Building on this great experience, we’re excited to share that the Bing App (for both iOS and Android) now supports AMP, an open-source initiative that makes searching, browsing and reading news even faster.
AMP (short for Accelerated Mobile Pages) are just like any other HTML page, but with a mobile-first approach that is defined and governed by the open-source AMP specification. AMP files take advantage of various technical and architectural approaches that prioritize speed to provide a faster experience for users. Its architecture allows for the development of web pages that are rich in content and yet very optimized and tailored for the mobile space.
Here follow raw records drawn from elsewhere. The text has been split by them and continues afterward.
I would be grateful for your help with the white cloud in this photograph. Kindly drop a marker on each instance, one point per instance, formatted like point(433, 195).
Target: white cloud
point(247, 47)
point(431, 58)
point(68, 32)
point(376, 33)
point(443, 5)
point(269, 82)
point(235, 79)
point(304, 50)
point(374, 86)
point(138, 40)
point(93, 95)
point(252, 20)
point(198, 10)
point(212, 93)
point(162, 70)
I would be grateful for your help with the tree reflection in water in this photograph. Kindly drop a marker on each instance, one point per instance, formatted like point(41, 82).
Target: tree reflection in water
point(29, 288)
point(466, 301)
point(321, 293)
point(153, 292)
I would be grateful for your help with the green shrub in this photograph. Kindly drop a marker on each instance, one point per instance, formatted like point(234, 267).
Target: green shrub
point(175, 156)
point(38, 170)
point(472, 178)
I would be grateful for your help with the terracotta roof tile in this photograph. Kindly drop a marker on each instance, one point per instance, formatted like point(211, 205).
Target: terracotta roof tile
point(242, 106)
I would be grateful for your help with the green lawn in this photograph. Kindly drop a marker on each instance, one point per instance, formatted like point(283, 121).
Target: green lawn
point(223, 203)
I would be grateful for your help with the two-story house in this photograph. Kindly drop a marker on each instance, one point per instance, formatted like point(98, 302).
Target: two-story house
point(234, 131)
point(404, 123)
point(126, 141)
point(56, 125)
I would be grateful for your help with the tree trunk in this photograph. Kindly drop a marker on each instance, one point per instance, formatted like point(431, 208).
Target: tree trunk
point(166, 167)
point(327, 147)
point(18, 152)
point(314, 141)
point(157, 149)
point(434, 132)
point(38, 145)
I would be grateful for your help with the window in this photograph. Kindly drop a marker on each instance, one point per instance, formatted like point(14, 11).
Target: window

As the results are being loaded, the Bing App detects whether the news articles have corresponding AMP pages associated with them. This all happens in the background. In case there are AMP pages associated with the article, we always give preference to downloading the available AMP page from the servers that are closer to the end user, preferably via an AMP cache for a faster experience. In case AMP is not detected, the non-AMP news article is presented to the user. For the non-AMP pages we apply a number of other performance techniques to download and render those pages optimally too. AMP does not impact our ranking algorithms in any way. Users will be able to detect the articles that have corresponding AMP pages whenever they see the AMP icon in our iOS app:
“We started experimenting with AMP in our Bing App last May and have noticed that AMP pages load, on average, approximately 80% faster than non-AMP pages” says Marcelo De Barros, Group Engineering Manager in charge of the AMP integration at Bing. “Lighter pages also translate into less data being transferred over the network, requiring less network bandwidth to be downloaded.” Our data has shown a significant increase in AMP adoption by several news publishers, and we’re happy to be collaborating in this open-source effort.